Ligament reconstruction involves replacing the torn ligament with a tendon (graft) from your knee or a synthetic material, and attaching the graft in place with screws. This procedure is performed with the use of the arthroscope. The anterior cruciate ligament (ACL) is the most common ligament requiring reconstruction procedures. The torn ligament is excised arthroscopically and new ligament is prepared by ligament grafts taken from your own body. Bony tunnels are prepared in femur and tibia using specialized instruments through which the new ligament is passed and fixed with special screws. This procedure requires relative rest orleave from your work or studies for about 3 weeks after which you will be allowed normal day to day activities.
FAQ
CAN THE MENISCUS BE FIXED ?
The ability of a meniscus tear to heal depends primarily on its blood supply. The outer or thicker part of the meniscus receives a fairly good blood supply from the lining of the joint, whereas the inner or thin part has a poor blood supply. Thus, tears at the outer margin of the meniscus are more amenable to successful repair which can be done by placing sutures across the tear by arthroscopic techniques. If the tear is in the thin part, the cartilage will not heal and the torn fragment is typically excised. Old or chronic tears also tend to have a poorer success rate withrepair and are typically trimmed out as well.
WHAT IS A MENISCUS TEAR ?
The meniscus is a specialized structure that is thicker where it attaches to the lining of the joint and thinner toward the middle of the joint. If you made a cut across it, the meniscus would be triangular or pie shaped.
The meniscus can tear in a number of ways. Tears can result from a sudden twisting-type injury or can occur gradually with age. The tear can be through either the outer thick part or inner thin part. Some tears involve only a small portion of the meniscus, while in others nearly the entire meniscus can be involved.
Meniscus tears can cause symptoms from portions of the torn fragments getting stuck or pulled in between the bones as the knee moves. This can cause snapping or popping, locking, pain, and swelling. Not all meniscus tears cause problems, but when they do the arthroscope can be used to trim out the piece which is torn. Only the portion which is torn is removed.
WHAT WILL BE THE DURATION OF HOSPITAL STAY ?

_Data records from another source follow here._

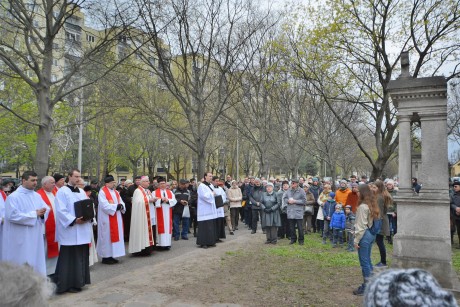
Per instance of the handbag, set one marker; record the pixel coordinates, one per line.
(219, 201)
(309, 210)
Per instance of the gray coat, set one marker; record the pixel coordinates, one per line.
(385, 231)
(297, 209)
(273, 218)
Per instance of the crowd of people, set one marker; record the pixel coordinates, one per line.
(151, 213)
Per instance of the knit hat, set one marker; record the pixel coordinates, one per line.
(58, 177)
(412, 287)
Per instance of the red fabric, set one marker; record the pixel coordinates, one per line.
(50, 226)
(113, 220)
(147, 209)
(3, 194)
(160, 217)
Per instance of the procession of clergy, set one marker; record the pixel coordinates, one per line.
(40, 228)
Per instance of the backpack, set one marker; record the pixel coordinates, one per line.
(376, 227)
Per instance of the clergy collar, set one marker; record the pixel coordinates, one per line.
(73, 189)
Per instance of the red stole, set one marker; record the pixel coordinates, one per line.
(50, 226)
(147, 210)
(160, 218)
(113, 220)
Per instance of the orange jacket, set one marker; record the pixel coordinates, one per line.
(341, 196)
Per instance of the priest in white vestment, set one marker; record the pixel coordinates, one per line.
(51, 245)
(74, 236)
(110, 236)
(25, 214)
(141, 234)
(164, 204)
(206, 213)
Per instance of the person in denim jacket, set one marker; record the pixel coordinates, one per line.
(350, 227)
(328, 210)
(337, 225)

Most of the arthroscopic procedures are performed on day care basis and the patients are usually ready to go home same evening. In cases where ligament reconstructions are performed the patient is discharged within two to three days.
HOW IS ARTHROSCOPY PERFORMED ?
Arthroscopic surgery, although much easier in terms of recovery than open surgery, still requires the use of anaesthetics and the special equipment in a hospital operating room. After arrival, you will be evaluated by a member of the anesthesia team. Arthroscopy can be performed under local, regional, or general anesthesia. Local anesthesia numbs your knee, regional anesthesia numbs you below your waist, and general anesthesia puts you to sleep. The anesthesiologist will help you determine which would be the best for you.
The orthopaedic surgeon will make a few small incisions in your knee. A sterile solution will be used to fill the knee joint and rinse away any cloudy fluid, providing a clear view of your knee.
The surgeon will then insert the arthroscope (telescope) to properly diagnose your problem, using the TV image to guide the arthroscope. If surgical treatment is needed, the surgeon can use a variety of small surgical instruments (e.g., scissors, biters, motorized shavers, or lasers) through another small incision
After arthroscopic surgery, the small incisions will be covered with a dressing. You will be moved from the operating room to a recovery room. Many patients need little or no pain medications.